Hopwood was a much-abused reformer, but he kept a stout heart, and went his way remitting hundreds upon hundreds of years of imprisonment in mercy to his fellow-creatures. There is no evidence that his methods injured any class of the community. He preached the cause of criminal appeal to deaf ears, but since he has gone we are all converts to his view, and wonder how we could have hindered the reform so long. What was it that began to awaken Lancashire folk to the belief that Hopwood had not only a warm heart, but a clear head, and was talking business sense? Sometimes I think it was the statement in one of his later charges that in not inflicting long sentences he had already saved the taxpayer £28,000. If there is one thing Lancashire does understand it is figures.

Looking back on my recollections of the men on circuit, I think he was undoubtedly the greatest man I knew. I say great, inasmuch as he fulfils Longfellow’s

words, for his life indeed reminds us of the greater possibilities of our own humbler lives. Even now that he has departed his footsteps re-echo along the hopeless corridors of the gaol as of one who brought glad tidings to the oppressed. When the social history of the nineteenth century comes to be written the man who, by his fearless example and persevering energy, proved to society that the existing treatment of the smaller criminal was unnecessarily cruel will have a higher place than many more ambitious reformers.

And in spite of his tenacity and the outspokenness of his unpopular opinions we all loved him on circuit, though not all of us were his disciples, and I shall never forget the cheers of laughter and delight that went up when an Irish colleague thus concluded an after-dinner peroration in his honour: “Hopwood has indade taught us what a beautiful thing it is to temper mercy with justice.”

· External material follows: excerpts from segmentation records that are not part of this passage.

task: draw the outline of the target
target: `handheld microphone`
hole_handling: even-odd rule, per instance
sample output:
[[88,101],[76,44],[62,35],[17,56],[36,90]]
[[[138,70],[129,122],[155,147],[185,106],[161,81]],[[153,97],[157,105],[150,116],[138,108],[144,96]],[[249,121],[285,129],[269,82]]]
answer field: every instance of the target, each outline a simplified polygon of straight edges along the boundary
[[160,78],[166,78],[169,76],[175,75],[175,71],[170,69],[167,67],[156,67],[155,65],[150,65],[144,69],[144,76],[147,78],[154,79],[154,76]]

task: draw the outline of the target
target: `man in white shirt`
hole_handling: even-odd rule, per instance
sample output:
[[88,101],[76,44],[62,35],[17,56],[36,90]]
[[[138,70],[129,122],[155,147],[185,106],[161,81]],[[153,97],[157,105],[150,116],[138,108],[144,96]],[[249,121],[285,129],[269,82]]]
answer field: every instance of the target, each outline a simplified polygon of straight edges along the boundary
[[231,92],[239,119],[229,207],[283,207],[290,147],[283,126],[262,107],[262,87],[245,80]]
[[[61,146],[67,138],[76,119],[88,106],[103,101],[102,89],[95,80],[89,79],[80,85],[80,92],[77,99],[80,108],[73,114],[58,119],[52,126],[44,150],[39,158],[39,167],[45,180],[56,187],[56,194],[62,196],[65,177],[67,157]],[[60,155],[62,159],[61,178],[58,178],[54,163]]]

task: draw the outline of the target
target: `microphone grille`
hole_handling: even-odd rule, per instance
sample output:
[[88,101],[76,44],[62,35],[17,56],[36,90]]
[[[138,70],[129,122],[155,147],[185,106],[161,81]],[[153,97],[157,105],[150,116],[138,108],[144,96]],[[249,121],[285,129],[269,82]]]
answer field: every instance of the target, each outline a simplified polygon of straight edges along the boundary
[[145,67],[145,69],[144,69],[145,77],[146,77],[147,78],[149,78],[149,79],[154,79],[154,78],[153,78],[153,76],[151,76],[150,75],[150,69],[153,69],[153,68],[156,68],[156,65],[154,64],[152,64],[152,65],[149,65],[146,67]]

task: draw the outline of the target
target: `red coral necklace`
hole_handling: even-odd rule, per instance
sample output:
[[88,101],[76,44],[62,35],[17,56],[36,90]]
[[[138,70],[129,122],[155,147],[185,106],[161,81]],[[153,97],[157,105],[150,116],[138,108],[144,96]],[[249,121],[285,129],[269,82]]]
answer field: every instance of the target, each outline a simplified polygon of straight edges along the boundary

After all, like many a “bull,” it really expresses very clearly what Hopwood was doing.

And though I have never more than half believed the extravagant claims of the almost mesmeric power of the Press over the common horde of us, yet as a mere “man in the street”—​to use a phrase that Greville brought from Newmarket—​I have seen enough of the inner chambers of journalism to know that if a journalist may not do much to educate the public he can do something towards the education of himself. The discussions you enter into with men of all parties, the books you have to read, and

the plays you cannot stay away from, ought to cultivate in you a better sense of charity. If it does not, then the fault is in the seedling and not in the soil.

I have never been under any delusion about the scribendi cacoethes. It is not a pleasant disease, but it has comparatively good points about it. When the fit is upon you, you do not worry your family and your neighbour with the details of it, as you do when you have an attack of the spleen, or the rheumatism, or the slice, or the pull, or whatever recent manifestations of neuritis you may be suffering from. You only wish, like any other well-mannered sick mammal, to be left quietly and undoubtedly alone till the fever leaves you. I know I have wasted a lot of my spare time in writing; it soothes my particular fancies, it is the form of indolent amusement that I enjoy.

I daresay if I had tackled the higher things of life, and given the industry of my overtime to more serious pursuits, I could have reduced my golf handicap below the mediocre twelve at which it stands, or lost more money on horses than I have on books. But this I can say with honesty, that when I write finis on the last page, and my time is over, the best of it has been the “overtime.”